Extracted Concepts List

This section contains a short guide on how to use the Extracted Concepts list of the corpus management.

The Extracted Concepts list contains all concepts from the thesaurus that have been detected in the uploaded documents.

In your opened corpus, click the Extracted Concepts (1) tab to open the Extracted Concepts list. Details about available options find below.

Available Options

  • Use Search Concepts (2) to filter for concepts, click Search to start the search. A list of results will be displayed. Click Reset to display the whole list.

  • In the drop down Search Criteria (3) you can select to filter concepts found in the corpus or alternatively to filter concepts not found in the corpus.

  • Use the Show Matching Terms icon (4) to display a list of extracted terms that are similar to the respective concept. This helps to identify synonyms (alternative labels) and new narrower concepts which can be added to a concept with a few mouse clicks.

  • You can use the Add to Blacklist icon (5) to blacklist a concept, in order to exclude it from the extraction results.

The Extracted Concept list provides an overview of how often these concepts were found in the document corpus. It also lists the most frequently used label of each concept. In addition, the broader concepts and concept schemes of those concepts are displayed.
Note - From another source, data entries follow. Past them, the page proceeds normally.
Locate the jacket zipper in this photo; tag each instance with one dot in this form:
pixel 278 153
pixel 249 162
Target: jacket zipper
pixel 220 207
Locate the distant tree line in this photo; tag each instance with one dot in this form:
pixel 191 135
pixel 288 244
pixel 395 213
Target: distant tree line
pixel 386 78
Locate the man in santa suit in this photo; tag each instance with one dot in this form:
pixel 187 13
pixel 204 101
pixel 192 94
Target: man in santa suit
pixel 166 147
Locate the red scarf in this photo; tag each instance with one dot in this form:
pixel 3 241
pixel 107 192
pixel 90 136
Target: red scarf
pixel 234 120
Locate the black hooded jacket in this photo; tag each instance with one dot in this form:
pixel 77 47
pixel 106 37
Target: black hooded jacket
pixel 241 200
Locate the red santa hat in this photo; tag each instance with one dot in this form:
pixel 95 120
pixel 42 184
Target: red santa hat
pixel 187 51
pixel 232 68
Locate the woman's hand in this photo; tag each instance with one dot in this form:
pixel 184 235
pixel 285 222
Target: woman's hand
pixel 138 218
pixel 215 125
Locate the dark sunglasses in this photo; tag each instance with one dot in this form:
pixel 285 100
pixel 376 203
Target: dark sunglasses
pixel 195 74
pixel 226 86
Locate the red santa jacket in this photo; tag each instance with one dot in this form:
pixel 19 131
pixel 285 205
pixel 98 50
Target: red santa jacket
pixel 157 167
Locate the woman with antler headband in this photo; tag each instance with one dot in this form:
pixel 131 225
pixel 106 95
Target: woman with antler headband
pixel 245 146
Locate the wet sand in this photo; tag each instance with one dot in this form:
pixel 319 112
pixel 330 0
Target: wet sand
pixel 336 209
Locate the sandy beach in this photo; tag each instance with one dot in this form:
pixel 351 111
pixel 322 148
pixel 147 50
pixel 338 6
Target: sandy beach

You can sort the first three table columns by clicking the table headers. The image shows a table sorted by Relevance column:


Table Columns

The table columns in the Extracted Concepts tab can be used to sort for Preferred Label, Frequency and Most Frequent Label.

The columns and their content provide the following information:

  • Preferred Label: the actual label of the concept contained in the thesaurus that has been extracted from the corpus documents.

  • Frequency: the total number of times a concept has been found in the corpus documents.

  • Relevance: displays the scores of concepts found inside the corpus during the Corpus Analysis. Use these scores as information about the validity of the extracted concepts. The relevance of concepts here is calculated similarly to the terms in the Extracted Terms list.

  • Most Frequent Label: displays labels of concepts that have been found as part of the term or as phrase in the corpus documents.

  • Broader Concepts: displays the skos:broaders for the respective concept in that table row.

  • Concept Scheme: displays the concept scheme that concept is part of.

Extracted Concepts - Use the Similar Terms List

This section contains a short guide on how to use the Similar Terms list for extracted concepts.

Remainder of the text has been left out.